Overall, there is limited evidence that dietary intake of plant lignans is associated with breast cancer risk; studies on the association have reported conflicting results. Two prospective cohort studies examining plant lignan intake and breast cancer found no association (39, 40). A more recent prospective study reported no association between total lignan intake and breast cancer in premenopausal women (41). In another prospective analysis, the same group of authors found postmenopausal women in the highest quartile of dietary lignan intake had a 17% lower risk of breast cancer compared to women in the lowest quartile, but this protective association was only observed in women with estrogen-positive and progesterone-positive tumors (42). A prospective cohort study of 51,823 postmenopausal Swedish women, followed for an average of 8.3 years, found that women in the highest quartile of lignan intake (≥1,036 mg/day) had a 17% lower risk of invasive breast tumors compared to those in the lowest quartile (lignan intake <712 mg/day) (43). In this study, a strong inverse association of lignan intake and breast cancer risk was observed in women who had used postmenopausal hormones at some point in their life, but no association was evident in those who had never used such hormones (43). A 2009 meta-analysis did not find an overall association between dietary lignan intake and breast cancer, but when the analysis was limited to postmenopausal women, the authors reported a 15% reduction in risk of breast cancer with high lignan intake (44). A similar result was found in a subsequent meta-analysis that included 11 prospective cohort and 10 case-control studies: no association of lignan intake and breast cancer was observed in women overall, but data stratification by menopausal status revealed that the highest lignan intakes were associated with a 14% lower risk of breast cancer among postmenopausal women (13 studies; 45).

Several studies, mainly case-control studies, have examined the relationship between blood or urine concentrations of enterolactone and breast cancer, reporting conflicting results (46-48). Two meta-analyses did not find an association between blood concentrations of enterolactone and breast cancer (44, 45).
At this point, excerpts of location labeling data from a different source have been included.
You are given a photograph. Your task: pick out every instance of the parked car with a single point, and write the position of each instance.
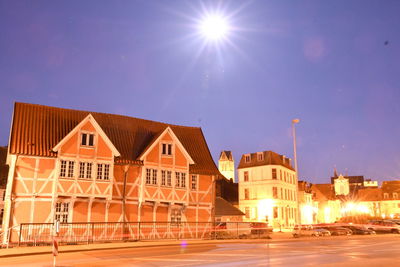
(338, 230)
(323, 231)
(258, 228)
(360, 230)
(381, 226)
(304, 230)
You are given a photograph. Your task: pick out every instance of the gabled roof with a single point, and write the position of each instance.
(158, 138)
(224, 208)
(36, 129)
(89, 118)
(269, 158)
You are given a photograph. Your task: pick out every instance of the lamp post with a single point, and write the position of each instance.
(294, 121)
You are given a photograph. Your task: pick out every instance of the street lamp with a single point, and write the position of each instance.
(294, 121)
(294, 143)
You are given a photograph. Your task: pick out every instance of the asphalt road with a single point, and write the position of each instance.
(323, 251)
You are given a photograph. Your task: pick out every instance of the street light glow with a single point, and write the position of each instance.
(214, 27)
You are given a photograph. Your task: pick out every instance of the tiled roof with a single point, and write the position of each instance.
(269, 158)
(227, 189)
(36, 129)
(3, 167)
(224, 208)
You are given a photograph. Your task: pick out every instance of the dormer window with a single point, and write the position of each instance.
(87, 139)
(166, 149)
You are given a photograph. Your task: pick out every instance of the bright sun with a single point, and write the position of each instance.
(214, 27)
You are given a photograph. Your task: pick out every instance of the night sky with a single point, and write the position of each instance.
(335, 65)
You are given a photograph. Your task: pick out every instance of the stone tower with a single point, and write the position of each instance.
(226, 164)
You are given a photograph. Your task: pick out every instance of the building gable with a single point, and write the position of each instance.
(70, 143)
(155, 147)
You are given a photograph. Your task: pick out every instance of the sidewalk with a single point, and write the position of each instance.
(25, 251)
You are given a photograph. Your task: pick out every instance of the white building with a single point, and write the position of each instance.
(268, 189)
(226, 165)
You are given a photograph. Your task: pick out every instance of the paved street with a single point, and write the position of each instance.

At present, it is not clear whether high intakes of plant lignans or high circulating levels of enterolignans offer significant protection against breast cancer. Randomized controlled trials of lignan supplementation would be needed to address this question.

Endometrial and ovarian cancers

Overall, there is limited evidence that dietary lignan intake or circulating enterolignan concentration (a marker of lignan intake) is associated with endometrial cancer or ovarian cancer.

In a case-control study of lignans and endometrial cancer, US women with the highest intakes of plant lignans had the lowest risk of endometrial cancer, but the reduction in risk was statistically significant in postmenopausal women only (49). However, two population-based, case-control studies, one conducted in the US (50) and one in Australia (51), found dietary lignan intake was not linked to endometrial cancer. Moreover, a prospective case-control study in three different countries (US, Sweden, and Italy) did not find an association between circulating enterolactone and endometrial cancer in premenopausal or in postmenopausal women (52). A large case-cohort study among Danish women, ages 50-64 years, also reported no association of plasma enterolactone concentration and endometrial cancer (53).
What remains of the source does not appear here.